While average, or mean, is a common statistic, it does not necessarily paint a picture full of depth. It does not show a pattern, consistency, inconsistency, or reproducibility. There have been plenty of comments that Doug Martin is not as good as Rainey, with 2013 season being the reason why while noting Rainey's YPC total average. Doug Martin was a Pro Bowl running back in 2012, but some fans dismiss his 2012 production due to his injury in 2013. Thankfully, I found a way to express how Martin is still a better running back by finally understanding why we were introduced to mean, median, and mode as well as learn how to plot and draw a Box-and-Whiskers' diagram. It was all about frequency production! Never in my life have I ever thought of using Box-and-Whiskers outside of school, but surprisingly there is a direct application!
Although many fans do want to discount Martin's 2012 season, I went ahead and did a Box-and-Whiskers diagram for Martin's 2012 production. Maybe we can see if there is anything worthwhile from 2012 to 2013 from presenting the diagram.
|
2012 Doug Martin Rush Stats |
|||
|
Median, Mode, Variance, and Difference |
|||
|
Per Game YPC, in order |
1.8, 2.4, 2.8, 3.1, 3.3, 3.4, 3.5, 4.0, 4.1, 4.6, 4.7, 5.1, 5.3, 5.8, 5.8, 10.0 |
||
|
Median |
(4.0 + 4.1)/2 = 4.05 |
Mean |
4.6 |
|
Lower Quartile |
(3.1 + 3.3)/2 = 3.2 |
||
|
Upper Quartile |
(5.1 + 5.3)/2 = 5.2 |
||
|
Variance of the Box (UQ - LQ) |
2 |
Median-Mean difference |
-0.55 |
The Box-and-Whiskers diagram for 2012 reveals that Martin not only shrunk his variance in his 2013 season, but also improved his Median by 0.20 YPC. Martin's Median of 4.05 YPC differs from his total 2012 mean YPC of 4.6, just in case one was curious of Martin's total average YPC production. Comparing Martin's 2012 and 2013 Box-and -Whiskers' productions, Martin was having an improved year in 2013 before he fell to injury in the first Atlanta game. Martin was rushing 1.1 YPC more than James in the same Atlanta game, where both had similar running attempts (as denoted in the article). And despite Martin's low production in two games against the top two rush defenses as well as the running against the fourth best rushing defense, his Median in 2013 was still better than his 2012 production. The 2013 season exposes that Martin actually improved his ability to reproduce, or repeat, gaining around 4.25 YPC, a 0.20 yards per carry improvement between the years.

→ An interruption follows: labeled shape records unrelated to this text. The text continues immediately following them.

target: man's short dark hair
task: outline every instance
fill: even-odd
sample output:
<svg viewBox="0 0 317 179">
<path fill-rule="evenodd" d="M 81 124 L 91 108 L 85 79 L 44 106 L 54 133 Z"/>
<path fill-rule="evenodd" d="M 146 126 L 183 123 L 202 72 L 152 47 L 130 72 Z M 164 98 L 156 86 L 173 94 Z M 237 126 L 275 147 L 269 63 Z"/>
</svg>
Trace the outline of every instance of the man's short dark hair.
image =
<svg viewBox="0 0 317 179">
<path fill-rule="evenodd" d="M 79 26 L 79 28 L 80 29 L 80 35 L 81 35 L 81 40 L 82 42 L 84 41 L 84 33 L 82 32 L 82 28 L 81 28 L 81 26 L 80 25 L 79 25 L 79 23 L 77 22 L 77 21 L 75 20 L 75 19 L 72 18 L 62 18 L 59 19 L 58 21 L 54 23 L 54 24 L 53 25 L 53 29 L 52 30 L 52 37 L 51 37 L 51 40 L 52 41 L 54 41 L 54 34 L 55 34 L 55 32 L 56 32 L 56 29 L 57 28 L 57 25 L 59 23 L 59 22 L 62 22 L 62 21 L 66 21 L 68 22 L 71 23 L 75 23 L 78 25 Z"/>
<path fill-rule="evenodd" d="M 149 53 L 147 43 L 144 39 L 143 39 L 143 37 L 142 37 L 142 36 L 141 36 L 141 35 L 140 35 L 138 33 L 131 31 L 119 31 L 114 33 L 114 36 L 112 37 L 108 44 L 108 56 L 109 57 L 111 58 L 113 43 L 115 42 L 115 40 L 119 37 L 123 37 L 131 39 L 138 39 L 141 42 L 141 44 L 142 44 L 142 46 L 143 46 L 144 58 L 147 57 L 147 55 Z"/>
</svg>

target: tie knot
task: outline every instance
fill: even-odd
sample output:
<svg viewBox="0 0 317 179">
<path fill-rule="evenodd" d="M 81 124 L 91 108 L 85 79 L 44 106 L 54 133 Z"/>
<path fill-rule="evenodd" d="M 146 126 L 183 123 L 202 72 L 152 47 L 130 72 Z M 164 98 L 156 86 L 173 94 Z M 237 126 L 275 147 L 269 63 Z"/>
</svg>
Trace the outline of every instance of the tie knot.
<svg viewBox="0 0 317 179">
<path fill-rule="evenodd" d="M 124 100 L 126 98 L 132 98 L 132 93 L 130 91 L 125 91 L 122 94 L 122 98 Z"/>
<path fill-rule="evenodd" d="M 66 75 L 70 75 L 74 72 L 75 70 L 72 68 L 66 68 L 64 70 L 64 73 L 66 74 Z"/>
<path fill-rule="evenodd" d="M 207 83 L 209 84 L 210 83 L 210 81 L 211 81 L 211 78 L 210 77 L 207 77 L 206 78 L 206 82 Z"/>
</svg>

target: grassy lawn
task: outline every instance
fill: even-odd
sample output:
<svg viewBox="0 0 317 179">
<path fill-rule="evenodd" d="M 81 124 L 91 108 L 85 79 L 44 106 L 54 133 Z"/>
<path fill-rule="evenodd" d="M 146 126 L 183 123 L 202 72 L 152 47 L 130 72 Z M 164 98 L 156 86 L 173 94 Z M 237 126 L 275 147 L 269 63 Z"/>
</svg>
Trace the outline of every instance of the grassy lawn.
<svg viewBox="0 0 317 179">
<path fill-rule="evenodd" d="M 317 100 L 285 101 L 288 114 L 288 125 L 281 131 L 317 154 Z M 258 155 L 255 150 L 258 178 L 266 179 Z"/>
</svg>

I do not know why Doug Martin is underappreciated amongst Bucs' fans, but I hope this look at a frequency production on a per game basis paints a better picture of Martin, the competition he faced in 2013, and his importance to the team. Also, it seems as though Mike James is not receiving any love for his work in 2013. Yet, I am happy to have this problem of having three more than capable running backs at our disposal.